Numeri da capogiro per il gioco d’azzardo online
«Grazie al grande sviluppo del gambling, con un’incidenza del 56,9% – conferma Davide Casaleggio, partner di Casaleggio Associati –, proprio il tempo libero rappresenta quasi la metà del mercato considerato, con il gioco d’azzardo online che ha finito per ritagliarsi la quasi totalità dello spazio in questo settore» supportato dall’ingresso, a partire dal 2008 a oggi, di una serie di operatori di rilievo, di cui Poste Italiane è solo l’ultimo della lista.

Si parla dunque di un miliardo di euro in termini di valore per il tempo libero al cui interno la spesa iniziale per i giochi d’azzardo cuba per il 3,9%, mentre le somme rigiocate sfiorano il 48% dell’intera percentuale ascritta a questo specifico segmento indagato.

Così, mentre il secondo settore per importanza, vale a dire il turismo, registra un deciso rallentamento rispetto al 2010 «evidentemente per l’avvenuta saturazione del mercato», i settori che hanno registrato la crescita più significativa rispetto a un anno fa sono anche i siti di ecommerce multiprodotto e l’editoria.

Spinte da un desiderio di internazionalizzazione
Ciò detto, l’ecommerce rappresenta un canale sempre più strategico anche per le aziende italiane che puntano a internazionalizzarsi, tanto che il 67% degli interpellati da Casaleggio Associati risulta presente all’estero, con la Germania che si conferma la più attenta ai prodotti made in Italy appartenenti, soprattutto, ai settori alimentare e moda.

«Peccato – è l’ulteriore precisazione – che un quarto delle realtà nostrane che affermano di vendere online all’estero possiedono un sito in lingua italiana, mentre solo il 5% ha una qualche struttura operativa fuori dai confini nazionali». Ancora una volta – è il consiglio di chi ha già adottato una strategia di internazionalizzazione – su Internet vale la pena di investire in marketing & promozione sia del proprio brand che dei prodotti venduti curando l’ottimizzazione sui motori di ricerca, ma anche aspetti cruciali come la logistica e la spedizione delle merci.

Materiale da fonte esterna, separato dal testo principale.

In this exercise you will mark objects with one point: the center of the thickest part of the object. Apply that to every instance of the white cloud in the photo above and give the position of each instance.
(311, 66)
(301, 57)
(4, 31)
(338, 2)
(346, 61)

Non per niente, i principali temi da affrontare per portare all’estero le proprie vendite online risultano essere la lingua utilizzata nel sito e i sistemi di pagamento, che cambiano di Paese in Paese mettendo in luce peculiarità che vedono in Spagna l’utilizzo più ampio della carta di credito, mentre in Russia si preferiscono gli e-wallet a fronte dell’addebito diretto su conto corrente che va per la maggiore in Germania e Olanda.

«Vanno poi considerati – è l’ulteriore puntualizzazione di Casaleggio – un sistema di gestione della valuta qualora si venda fuori dalla zona euro, ma anche il servizio di customer service, che determina come il brand viene percepito e il livello di soddisfazione dei clienti, nonché la gestione della dogana e dell’Iva, entrambe connesse a problematiche burocratiche da non sottovalutare».

I social media alleati dell’ecommerce
Il secondo punto approfondito nello Studio Ecommerce in Italia 2012 riguarda l’integrazione del sito aziendale con i social media, Facebook e Twitter in primis per generare ulteriore reddito.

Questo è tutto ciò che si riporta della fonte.